Cast Iron Pizza Bianca from Scratch

This delicious, cheesy, sauceless pizza comes together very easily and is absolutely wonderful. This one uses a slightly different dough recipe than my regular Cast Iron Pizza but that dough will work fine as well if you prefer it. Pre-cooking the dough helps prevent it from becoming soggy and gives the crust a nice crispy texture.

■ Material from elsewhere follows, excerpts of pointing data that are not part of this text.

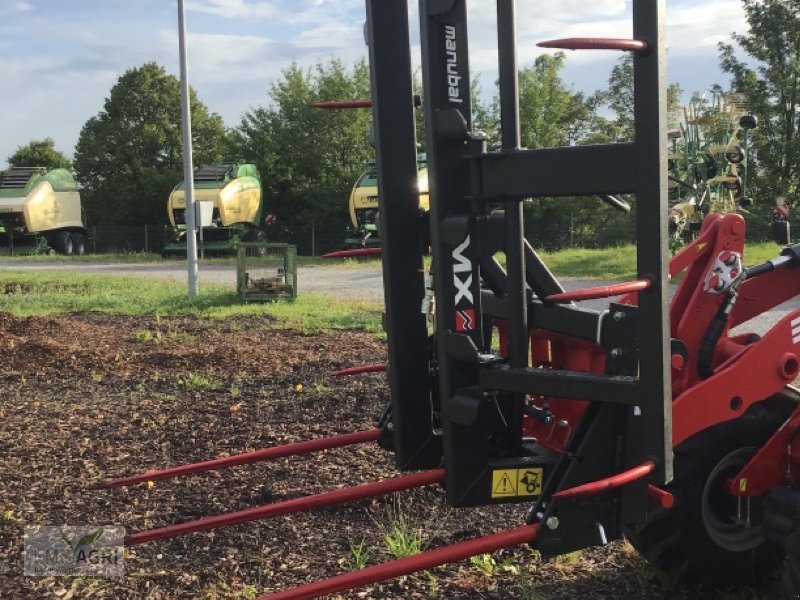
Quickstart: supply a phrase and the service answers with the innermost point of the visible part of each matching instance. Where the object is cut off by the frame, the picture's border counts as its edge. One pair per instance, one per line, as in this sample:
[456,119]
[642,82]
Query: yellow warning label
[504,483]
[530,481]
[512,483]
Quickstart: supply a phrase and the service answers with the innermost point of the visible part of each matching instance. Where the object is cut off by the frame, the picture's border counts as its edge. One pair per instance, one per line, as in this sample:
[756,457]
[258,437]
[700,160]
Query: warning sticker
[512,483]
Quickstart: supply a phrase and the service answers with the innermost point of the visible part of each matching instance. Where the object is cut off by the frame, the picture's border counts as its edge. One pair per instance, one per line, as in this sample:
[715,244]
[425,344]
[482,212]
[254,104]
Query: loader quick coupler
[518,394]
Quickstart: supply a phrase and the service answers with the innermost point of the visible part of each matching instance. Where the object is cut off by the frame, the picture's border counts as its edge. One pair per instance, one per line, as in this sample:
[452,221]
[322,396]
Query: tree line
[129,156]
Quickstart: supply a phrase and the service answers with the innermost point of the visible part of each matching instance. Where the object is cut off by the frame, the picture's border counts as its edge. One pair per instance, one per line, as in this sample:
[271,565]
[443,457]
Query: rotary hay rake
[648,419]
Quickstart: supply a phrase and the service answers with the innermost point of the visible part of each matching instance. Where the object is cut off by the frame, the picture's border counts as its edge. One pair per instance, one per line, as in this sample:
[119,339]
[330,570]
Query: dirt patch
[89,397]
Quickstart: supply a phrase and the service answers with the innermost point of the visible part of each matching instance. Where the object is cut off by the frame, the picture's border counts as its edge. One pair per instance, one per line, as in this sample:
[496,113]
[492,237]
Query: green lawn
[28,293]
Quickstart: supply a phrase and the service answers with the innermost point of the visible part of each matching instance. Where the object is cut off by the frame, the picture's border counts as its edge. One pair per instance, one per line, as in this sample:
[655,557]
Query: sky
[60,58]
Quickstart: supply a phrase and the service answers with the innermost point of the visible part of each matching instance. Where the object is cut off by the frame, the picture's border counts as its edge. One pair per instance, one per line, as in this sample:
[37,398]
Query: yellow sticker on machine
[513,483]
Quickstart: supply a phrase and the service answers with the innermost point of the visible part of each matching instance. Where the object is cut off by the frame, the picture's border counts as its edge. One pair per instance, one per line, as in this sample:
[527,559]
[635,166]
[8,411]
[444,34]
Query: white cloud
[702,25]
[234,9]
[222,56]
[331,35]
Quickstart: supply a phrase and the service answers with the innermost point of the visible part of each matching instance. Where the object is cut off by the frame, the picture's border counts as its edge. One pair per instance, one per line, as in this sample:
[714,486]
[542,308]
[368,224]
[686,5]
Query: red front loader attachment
[517,393]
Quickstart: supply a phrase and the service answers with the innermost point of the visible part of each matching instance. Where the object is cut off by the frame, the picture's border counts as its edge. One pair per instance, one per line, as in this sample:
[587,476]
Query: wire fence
[555,232]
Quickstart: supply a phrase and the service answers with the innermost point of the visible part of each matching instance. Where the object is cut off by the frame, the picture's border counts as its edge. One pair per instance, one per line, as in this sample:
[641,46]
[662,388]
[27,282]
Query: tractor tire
[78,244]
[790,579]
[697,540]
[257,236]
[62,242]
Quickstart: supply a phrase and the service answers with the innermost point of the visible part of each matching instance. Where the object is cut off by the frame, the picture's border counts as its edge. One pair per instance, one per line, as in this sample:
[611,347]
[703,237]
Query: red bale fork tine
[359,370]
[368,490]
[624,44]
[410,564]
[246,458]
[353,253]
[602,291]
[461,550]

Prep Time: 1 Hour Active + 30 Minutes to 8 Hours Resting | Cook Time: 15-20 Minutes | Total Time: 2-10 Hours | Makes 2 Small-Medium Pizzas
Cast Iron Pizza Bianca
Cast Iron Pizza Bianca
Cast Iron Pizza Bianca

This recipe makes about 6-8 waffles

Dough Ingredients
  • 2 Teaspoons / 5 Grams Active Dry Yeast
  • 2 Teaspoons / 5 Grams Kosher Salt
  • 1 Teaspoon Extra Virgin Olive Oil
  • 300 Grams / 2 Cups + 3 Tablespoons All Purpose Flour
Ricotta Mixture Ingredients
  • 1.5 Cups Ricotta Cheese (One small 15oz container is perfect)
  • 1/4 Teaspoon Black Pepper
  • 2 Garlic Cloves Minced or Grated
  • 2 Teaspoons Olive Oil
  • Pinch of Salt
  • 1/2 Teaspoon Dried Oregano
Additional Ingredients
  • Grated or Shredded Mozzarella Cheese
  • Fresh Basil
  • Additional Olive Oil for Drizzling
  • Crushed Red Pepper Flakes (Optional)
Equipment / Supplies
  • Stand Mixer (recommended, not required)
  • Kitchen Scale (recommended, not required)
  • #8-#10 Cast Iron Skillet(s)
  • Large Bowl for the Dough (if not using a stand mixer)
  • Medium Bowl for the Ricotta Mixture

Instructions

Making the Dough
  1. Add just under 1 cup of warm water (100-110 degrees) to the bowl of your stand mixer or large mixing bowl
  2. Add olive oil and yeast to the water and let sit for 5 minutes
  3. If using a stand mixer, knead on low speed with a dough hook until a cohesive ball is formed
  4. If not using a stand mixer, mix in the bowl until it has formed a rough ball, then knead on a well floured work surface until it forms a cohesive ball
  5. Cut the dough into 2 equal sized pieces and form into balls
  6. Place the dough balls into separate, oiled bowls and cover with plastic wrap. You can also freeze them in individual ziplock bags to use later
  7. Allow to rise for at least 30 minutes, up to 4 hours on your countertop (depending on temperature), or as I prefer, rest overnight in the fridge.
  8. After the dough has approximately doubled in size, or the next morning if resting overnight, fold the dough once or twice until it has formed a smooth ball. Rest for 15 minutes.
Making the Ricotta Mixture
  1. Combine Ricotta, Garlic, Black Pepper, Oregano, Olive Oil, and Salt in a mixing bowl
  2. Thoroughly mix until the seasonings are evenly spread throughout
Assembly and Cooking
  1. Pre-heat your oven to 465 degrees
  2. With a paper towel or silicone brush, generously coat the inside of your cast iron skillet with olive oil
  3. Carefully stretch and work the dough ball into a disc. If it shrinks back to the center of the pan after stretching allow it to rest for a few minutes and work it outwards again
  4. Drizzle or brush olive oil onto the surface of the dough
  5. Place the pan with the dough into the oven for 8 minutes
  6. Remove the pan and dough from the oven and spread the ricotta cheese mixture over the surface, reserving some
  7. Spread mozzarella cheese on top of the ricotta mixture
  8. Add the remaining ricotta cheese mixture in dollops on top of the mozzarella
  9. Put back into the oven on the middle rack until the mozzarella is melted and the crust has browned. 15-20 minutes.
  10. Remove from the oven and allow to rest for a few minutes
  11. Garnish with fresh basil, slice, and enjoy!